Guilty conscience: Jiminy Cricket - Alamy

Guilty conscience: Jiminy Cricket – Alamy

With the advent of talkies, his career began in earnest. With a fast-talking, sweet and expressive singing voice, Edwards was recruited and contracted by Samuel Goldwyn. He just made history. Playing the lead role in The Hollywood Revue in 1929, she became the first actress to perform an on-screen interpretation of Arthur Freed and Nacio Herb Brown’s Singin’ in the Rain.

Edwards starred in Laughing Sinners with Joan Crawford and Clark Gable in 1931. hell.

She fell in love with her regular co-star, Buster Keaton: they soon became brothers in debauchery. Liquor, heroin, cocaine—if you could smoke, smoke, or sniff it, Edwards and Keaton were ready for it (in 1933, Keaton married a nurse while fainting after an orgy—he later claimed he didn’t remember anything about the event). In the midst of the Benders, Edwards alternated between marriages – tying the knot four times in the Thirties and Forties.

He was in his 40s and on his way when Disney asked him to test for Jiminy Cricket. The animator had already selected over 20 actors, but none of them had that elusive mix of charisma and melancholy. He saw this instantly in Edwards: the stark, gasping star’s understated style was just what Pinocchio needed.

But Disney did more than just pick Edwards. He created Jiminy in the image of the actor. The cricket sings and dances, a bandit with eyes that reflect a bottomless sadness. Cliff Edwards in that miniature.

Disney had a favor he wouldn’t do for his star. He didn’t put Edwards’ name on the credits or on the recording of Leigh Harline and Ned Washington’s When You Wish Upon A Star, which won the 1940 Academy Award for Best Song.

Still, looking at the 45-gun barrel, Edwards knew he had a shot at surviving. He starred in another Disney movie, Dumbo, in 1941. Unfortunately, his voice over “Jim Crow” isn’t as fondly remembered as Jiminy. Jim Crow was an unfortunate African-American stereotype named after an old Minstrel Show cartoon. It later became a proverb of white supremacy in South America. Charming Jiminy had never felt so far away.

Even without racism, Dumbo lagged far behind Pinocchio’s heights. Still drunk and spending more money than he earned, Edwards’ decline accelerated. In the forties he made a living in New York on what was left of the vaudeville scene. To save on bills, she lived on a refurbished navy boat on the East River and named it the Ukulele Lady.

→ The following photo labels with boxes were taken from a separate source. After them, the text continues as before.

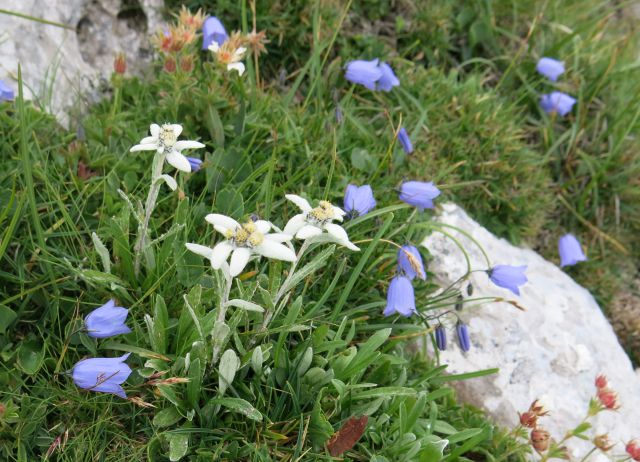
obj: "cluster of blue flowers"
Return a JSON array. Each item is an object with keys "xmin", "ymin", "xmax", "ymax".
[
  {"xmin": 71, "ymin": 300, "xmax": 132, "ymax": 398},
  {"xmin": 536, "ymin": 57, "xmax": 576, "ymax": 117}
]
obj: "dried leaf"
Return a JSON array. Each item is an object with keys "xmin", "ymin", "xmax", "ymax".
[{"xmin": 327, "ymin": 415, "xmax": 369, "ymax": 457}]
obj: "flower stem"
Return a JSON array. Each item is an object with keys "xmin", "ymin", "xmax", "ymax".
[
  {"xmin": 251, "ymin": 239, "xmax": 310, "ymax": 345},
  {"xmin": 211, "ymin": 267, "xmax": 233, "ymax": 364},
  {"xmin": 133, "ymin": 152, "xmax": 165, "ymax": 277}
]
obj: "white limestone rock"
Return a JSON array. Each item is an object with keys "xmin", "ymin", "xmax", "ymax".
[
  {"xmin": 422, "ymin": 204, "xmax": 640, "ymax": 460},
  {"xmin": 0, "ymin": 0, "xmax": 163, "ymax": 124}
]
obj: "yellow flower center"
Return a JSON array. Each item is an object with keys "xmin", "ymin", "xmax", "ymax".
[
  {"xmin": 226, "ymin": 221, "xmax": 264, "ymax": 248},
  {"xmin": 307, "ymin": 201, "xmax": 335, "ymax": 224},
  {"xmin": 160, "ymin": 124, "xmax": 178, "ymax": 148}
]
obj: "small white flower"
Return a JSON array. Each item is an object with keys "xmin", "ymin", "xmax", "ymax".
[
  {"xmin": 187, "ymin": 213, "xmax": 296, "ymax": 276},
  {"xmin": 209, "ymin": 40, "xmax": 247, "ymax": 75},
  {"xmin": 284, "ymin": 194, "xmax": 360, "ymax": 250},
  {"xmin": 130, "ymin": 124, "xmax": 204, "ymax": 172}
]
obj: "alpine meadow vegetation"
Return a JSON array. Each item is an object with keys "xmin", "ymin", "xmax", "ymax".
[{"xmin": 0, "ymin": 0, "xmax": 640, "ymax": 462}]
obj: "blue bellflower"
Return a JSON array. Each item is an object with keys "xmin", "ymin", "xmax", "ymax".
[
  {"xmin": 398, "ymin": 127, "xmax": 413, "ymax": 154},
  {"xmin": 540, "ymin": 91, "xmax": 576, "ymax": 117},
  {"xmin": 376, "ymin": 63, "xmax": 400, "ymax": 91},
  {"xmin": 487, "ymin": 265, "xmax": 528, "ymax": 295},
  {"xmin": 0, "ymin": 80, "xmax": 15, "ymax": 101},
  {"xmin": 400, "ymin": 181, "xmax": 440, "ymax": 211},
  {"xmin": 558, "ymin": 234, "xmax": 587, "ymax": 267},
  {"xmin": 202, "ymin": 16, "xmax": 229, "ymax": 50},
  {"xmin": 71, "ymin": 353, "xmax": 131, "ymax": 398},
  {"xmin": 398, "ymin": 245, "xmax": 427, "ymax": 281},
  {"xmin": 344, "ymin": 59, "xmax": 400, "ymax": 91},
  {"xmin": 187, "ymin": 156, "xmax": 202, "ymax": 173},
  {"xmin": 84, "ymin": 300, "xmax": 131, "ymax": 338},
  {"xmin": 456, "ymin": 322, "xmax": 471, "ymax": 353},
  {"xmin": 536, "ymin": 58, "xmax": 564, "ymax": 82},
  {"xmin": 436, "ymin": 324, "xmax": 447, "ymax": 351},
  {"xmin": 344, "ymin": 184, "xmax": 376, "ymax": 217},
  {"xmin": 383, "ymin": 276, "xmax": 416, "ymax": 316}
]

Pinocchio is an iconic chapter in the Disney story. But for Edwards, Jiminy Cricket was one last chirping in the dark. Back in Los Angeles and unemployed, in the ’60s, she would visit a Disney party in hopes of getting a sound job. He died forgotten and bankrupt.

“I did some work on the recordings that we didn’t really need for him,” said Jimmy Johnson, who runs Disney’s music division. “Toward the end, royalties from recordings were his only source of income. The last time he came to my office, he didn’t seem to know where he was or who I was. It was a sad and sad sight that brought tears to my eyes.”